For instance, graduate students Matthew Kohanfars ’18 and Dylan Steiner ’18 developed an interface to help guide surgeons during a procedure to correct irregular heart rhythms. The surgery, called atrial fibrillation ablation, consists of threading catheters into the heart muscle and using heat to destroy tissue that causes irregular electric signals. A potential complication of the surgery is damage to the patient’s esophagus, so students designed a haptic device to mitigate this hazard. Worn on the surgeon’s forearm, the device applies vibration cues in the direction that the surgeon’s tool needs to move. It also notifies the surgeon of increased temperature at the surgical site, so the procedure can be stopped before heat damages tissue.
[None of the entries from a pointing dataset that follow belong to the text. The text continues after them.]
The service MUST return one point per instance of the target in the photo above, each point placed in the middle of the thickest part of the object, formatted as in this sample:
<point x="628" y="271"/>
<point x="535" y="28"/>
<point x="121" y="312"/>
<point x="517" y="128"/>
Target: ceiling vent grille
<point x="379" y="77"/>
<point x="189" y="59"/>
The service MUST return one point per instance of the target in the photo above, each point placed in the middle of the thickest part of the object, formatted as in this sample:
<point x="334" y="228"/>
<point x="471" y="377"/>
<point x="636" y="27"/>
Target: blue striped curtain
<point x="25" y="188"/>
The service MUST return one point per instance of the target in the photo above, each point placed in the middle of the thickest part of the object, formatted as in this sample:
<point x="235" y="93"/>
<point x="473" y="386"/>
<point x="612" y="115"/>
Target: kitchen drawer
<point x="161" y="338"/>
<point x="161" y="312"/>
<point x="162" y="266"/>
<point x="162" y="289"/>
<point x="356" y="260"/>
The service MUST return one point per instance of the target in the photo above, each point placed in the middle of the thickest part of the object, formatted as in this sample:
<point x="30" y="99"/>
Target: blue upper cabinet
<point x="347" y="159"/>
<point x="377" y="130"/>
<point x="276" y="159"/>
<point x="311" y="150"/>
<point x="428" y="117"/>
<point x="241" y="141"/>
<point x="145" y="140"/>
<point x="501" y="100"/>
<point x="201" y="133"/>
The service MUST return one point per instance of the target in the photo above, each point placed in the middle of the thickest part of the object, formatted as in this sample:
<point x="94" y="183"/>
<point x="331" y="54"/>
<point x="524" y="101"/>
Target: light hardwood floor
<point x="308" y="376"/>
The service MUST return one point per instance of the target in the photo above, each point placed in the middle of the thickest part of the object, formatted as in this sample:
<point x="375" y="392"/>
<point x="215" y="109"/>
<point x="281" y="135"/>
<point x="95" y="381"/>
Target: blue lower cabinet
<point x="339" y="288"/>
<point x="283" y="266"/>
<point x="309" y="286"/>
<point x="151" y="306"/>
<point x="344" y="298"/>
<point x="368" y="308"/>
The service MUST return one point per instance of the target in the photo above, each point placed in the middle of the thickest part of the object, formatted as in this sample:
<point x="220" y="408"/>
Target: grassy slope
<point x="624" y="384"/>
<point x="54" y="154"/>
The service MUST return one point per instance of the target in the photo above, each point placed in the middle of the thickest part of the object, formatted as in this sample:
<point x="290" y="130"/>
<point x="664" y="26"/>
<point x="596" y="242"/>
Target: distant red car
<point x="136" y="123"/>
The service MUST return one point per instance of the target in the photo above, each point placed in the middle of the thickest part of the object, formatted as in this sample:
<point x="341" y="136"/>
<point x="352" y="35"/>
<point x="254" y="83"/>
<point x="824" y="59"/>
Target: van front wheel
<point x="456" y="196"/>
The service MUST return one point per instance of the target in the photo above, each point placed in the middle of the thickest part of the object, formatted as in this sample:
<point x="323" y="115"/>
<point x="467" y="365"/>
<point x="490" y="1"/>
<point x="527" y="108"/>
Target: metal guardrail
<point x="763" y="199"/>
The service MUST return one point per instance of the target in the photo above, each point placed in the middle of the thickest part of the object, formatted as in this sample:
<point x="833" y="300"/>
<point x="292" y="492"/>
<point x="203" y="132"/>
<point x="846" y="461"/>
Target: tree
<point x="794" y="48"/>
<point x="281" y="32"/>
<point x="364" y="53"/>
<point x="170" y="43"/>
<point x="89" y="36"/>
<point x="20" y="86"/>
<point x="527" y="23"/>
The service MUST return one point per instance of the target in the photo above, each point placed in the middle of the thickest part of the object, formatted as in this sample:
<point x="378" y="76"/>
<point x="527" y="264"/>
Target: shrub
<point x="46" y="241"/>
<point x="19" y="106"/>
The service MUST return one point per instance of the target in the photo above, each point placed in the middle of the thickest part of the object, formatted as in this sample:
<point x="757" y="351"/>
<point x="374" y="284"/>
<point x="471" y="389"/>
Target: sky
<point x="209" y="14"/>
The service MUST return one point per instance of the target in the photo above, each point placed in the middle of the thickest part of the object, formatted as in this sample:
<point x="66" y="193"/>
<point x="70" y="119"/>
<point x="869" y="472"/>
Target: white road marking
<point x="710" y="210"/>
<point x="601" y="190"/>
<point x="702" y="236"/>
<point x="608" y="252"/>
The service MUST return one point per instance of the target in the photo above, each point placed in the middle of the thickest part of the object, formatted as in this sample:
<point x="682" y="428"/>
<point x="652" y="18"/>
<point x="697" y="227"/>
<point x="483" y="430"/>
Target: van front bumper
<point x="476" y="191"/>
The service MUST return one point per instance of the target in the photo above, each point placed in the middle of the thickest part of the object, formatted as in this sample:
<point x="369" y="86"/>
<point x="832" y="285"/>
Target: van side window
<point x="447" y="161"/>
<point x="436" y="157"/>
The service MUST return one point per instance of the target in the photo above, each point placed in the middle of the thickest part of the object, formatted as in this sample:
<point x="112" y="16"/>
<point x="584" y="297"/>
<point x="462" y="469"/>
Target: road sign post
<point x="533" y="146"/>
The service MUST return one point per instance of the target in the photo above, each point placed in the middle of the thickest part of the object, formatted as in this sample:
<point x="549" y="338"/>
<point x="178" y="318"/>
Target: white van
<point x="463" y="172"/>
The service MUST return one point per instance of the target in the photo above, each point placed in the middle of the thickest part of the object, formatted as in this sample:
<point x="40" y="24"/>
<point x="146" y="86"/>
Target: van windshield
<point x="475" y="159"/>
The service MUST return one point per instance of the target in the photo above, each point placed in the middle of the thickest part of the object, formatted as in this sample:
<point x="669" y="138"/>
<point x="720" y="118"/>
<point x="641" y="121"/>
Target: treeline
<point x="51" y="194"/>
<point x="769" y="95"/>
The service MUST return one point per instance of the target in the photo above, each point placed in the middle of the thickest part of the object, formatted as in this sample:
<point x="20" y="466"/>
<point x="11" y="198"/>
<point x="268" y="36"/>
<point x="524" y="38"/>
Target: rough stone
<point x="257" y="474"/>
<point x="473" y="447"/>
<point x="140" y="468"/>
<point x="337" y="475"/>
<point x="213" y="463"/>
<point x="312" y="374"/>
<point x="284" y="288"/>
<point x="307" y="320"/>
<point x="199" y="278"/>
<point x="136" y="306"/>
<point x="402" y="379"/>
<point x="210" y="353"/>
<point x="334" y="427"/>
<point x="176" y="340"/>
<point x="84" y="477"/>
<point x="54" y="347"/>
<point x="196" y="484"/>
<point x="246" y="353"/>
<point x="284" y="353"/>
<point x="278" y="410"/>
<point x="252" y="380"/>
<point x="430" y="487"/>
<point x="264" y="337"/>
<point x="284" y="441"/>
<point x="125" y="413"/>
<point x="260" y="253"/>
PhD students Andi Frank and Aamodh Suresh used the class to build a tool to help the visually impaired navigate crowded spaces, where using a cane can be difficult. The goal was to mimic the sensation of a hand resting on the user’s shoulder, directing them to turn left or right, stop or go. Frank and Suresh accomplished this by building a harness equipped with two small 3D-printed “arms”—one for each shoulder. Morimoto herself donned the remote-controlled harness and closed her eyes as the students remotely guided her around lab benches and chairs. The students ultimately struggled with replicating the exact force pattern these “guiding hands” needed to apply, and in order to simplify the system, they decided to add vibration to signify stop and go.

“I feel I’ve gained a greater appreciation for how the sense of touch can be used as a mode of communication between humans and technology,” says Frank, whose graduate research focuses on different ways robots can interact more naturally with humans. “We don’t think about how much we rely on touch to perceive our environment, but it’s truly one of the strongest senses we have.”

We may take our sense of touch for granted, but students learning to design haptic feedback devices certainly have it top of mind. And given how vital it is to understanding the world around us, the use of haptic technology—every ding, ping and buzz to come—will continue to capture our attention and may end up guiding us in ways never imagined.